Я стоял у заправки «Турбо-Юг», когда ребята из клуба «Кромешные» собрались в кольцо. Дюжина фар, бензиновая вуаль, раскалённые глушители. Они позвали меня в седло запасного «Спортстера», чтобы дать картинку изнутри. Договор прост: не мешаю колонне, фиксирую детали, не суечусь. Контур маршрута — окружная плюс заброшенный карьёр — длина шестьдесят два километра, темп крейсерский, средняя крейсерская — девяносто семь.

байкеры

Маршрут ночного рейда

С первой минутой позади осталась заправка и привычный литой свет фонарей. Асфальт будто сделал глубокий вдох: после дневной жары поверхность покрылась тонкой влагой. Спидометр колебался в районе сотни, а в ушах свистел перистрем, звук ветра между шлемом и кожей, измеряемый анемометрией — дисциплиной летчиков, ныне любителей скорости. Время 22:43, температура двадцать один, влажность восемьдесят два, эти цифры пригодятся при поствольтовом анализе ДТП.

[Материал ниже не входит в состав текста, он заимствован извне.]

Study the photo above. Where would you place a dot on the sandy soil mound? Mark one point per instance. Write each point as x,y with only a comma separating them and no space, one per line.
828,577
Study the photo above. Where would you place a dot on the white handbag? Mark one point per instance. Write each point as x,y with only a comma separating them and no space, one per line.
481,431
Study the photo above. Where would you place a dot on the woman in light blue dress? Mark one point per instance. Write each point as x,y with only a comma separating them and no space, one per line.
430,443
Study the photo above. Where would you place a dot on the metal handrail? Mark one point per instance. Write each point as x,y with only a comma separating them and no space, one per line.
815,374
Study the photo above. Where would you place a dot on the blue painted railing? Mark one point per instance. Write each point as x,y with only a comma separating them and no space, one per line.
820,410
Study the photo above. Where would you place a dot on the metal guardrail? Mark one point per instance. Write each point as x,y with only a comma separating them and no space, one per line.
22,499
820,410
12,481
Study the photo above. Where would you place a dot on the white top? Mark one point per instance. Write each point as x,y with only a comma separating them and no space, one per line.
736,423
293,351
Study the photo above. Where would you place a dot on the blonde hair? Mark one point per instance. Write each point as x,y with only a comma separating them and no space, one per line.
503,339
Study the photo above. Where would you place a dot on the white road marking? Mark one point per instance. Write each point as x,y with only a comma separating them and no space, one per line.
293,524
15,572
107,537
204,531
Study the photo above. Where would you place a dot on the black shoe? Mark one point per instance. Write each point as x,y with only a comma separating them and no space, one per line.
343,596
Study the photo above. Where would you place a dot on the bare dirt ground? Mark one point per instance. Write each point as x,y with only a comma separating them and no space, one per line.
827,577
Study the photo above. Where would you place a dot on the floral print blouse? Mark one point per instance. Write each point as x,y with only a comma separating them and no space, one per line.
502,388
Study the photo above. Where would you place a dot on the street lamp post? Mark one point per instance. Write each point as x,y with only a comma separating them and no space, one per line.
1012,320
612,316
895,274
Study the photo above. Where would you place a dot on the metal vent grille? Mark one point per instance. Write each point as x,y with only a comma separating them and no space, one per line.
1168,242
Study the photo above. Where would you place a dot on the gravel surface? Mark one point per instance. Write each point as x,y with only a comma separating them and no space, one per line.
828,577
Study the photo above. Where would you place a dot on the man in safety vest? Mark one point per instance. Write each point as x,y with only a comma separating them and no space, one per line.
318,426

Первый инцидент выстрелил возле развязки «Якорь». Ведущий пилот «Капрал» дал левый поворот, но заднее колесо зализало разметку, покрытую мазутом с предыдущего дня. Лёгкий снос, траектория расползлась, реакция — короткий бакфлип кистью газа. Колонна затормозила веером, я ощутил отдачу по рукам — стальной хлыст руля, словно игла кардиограммы. «Капрал» удержался, но его грипсы залили потом. Всё заняло шесть секунд, а сердце отмерило, будто, час.

Неожиданный занос

На тридцать третьем километре нас догнал «Опелевский» седан без заднего номера. Водитель сел в слепую зону колонны, баловался ближним дальним. Члены «Кромешных» обозначили «коридор банши»: два крайних мотоцикла закрыли фары, дали водителю понять, что манёвр опасен. Термин этот, к слову, взят из старого фольклора стритрейсеров и обозначает заслон для неадекватного участника потока. Машина покинула наш строй так же внезапно, как появилась. Я успел заметить в салоне сияние смартфона.

Перед карьером дорога превратилась в ленту кулинарной глазури: сырой песок, перемешанный с глиной. «Черч» дал знак рукой — ладонь рубит воздух, команда «ползём». Скорость сорок. Здесь слышно каждую каплю на визоре, будто барабанная дробь. Справа уходил в темень овраг, слева рассыпанный щебень.

Карьер встретил рыжим маревом. Группа остановилась, моторы заглохли, остался «тикинг» остывающих цилиндров. В сумке у «Миха» пульнул портативный свет. Я включил диктофон: нужны голоса, запахи, скрипы кожи. Ребята шутили про «крейсерский бекфлип» — фигура речи для поворота вокруг собственной оси без особо́й причины. Вдруг тишину разрезал вой сирены, патруль приближался к противоположному склону. Отбой: перекличка позывных, шлемы защёлкнулись, тревожил, карьер потерял нас в пыльном клубке.

Послесловие

Финишировали ближе к полуночи у магазина с вывеской «Сыры и медовуха». Тахометры остывали, а я уже собирал мозаичную ленту событий. За два часа — один занос, нулевая травматология, один контакт с легковушкой, ни одной полосы перекрытой. На диктофоне сорок минут речи: арго, паузы, смешки. Из этих зерен вырастет сводка: цифры, детализация, голоса двигателя и людей.

Спартанская жизнь шоссе надстраивает в мозгу резонатор, где любое шуршание шин звучит как реплика. Байк — ускоренный телетайп, мотосвет подсвечивает ландшафт ссекунды, а специалист ловит каждое движение хроники, пока асфальт впитывает дождь и возвращает истории.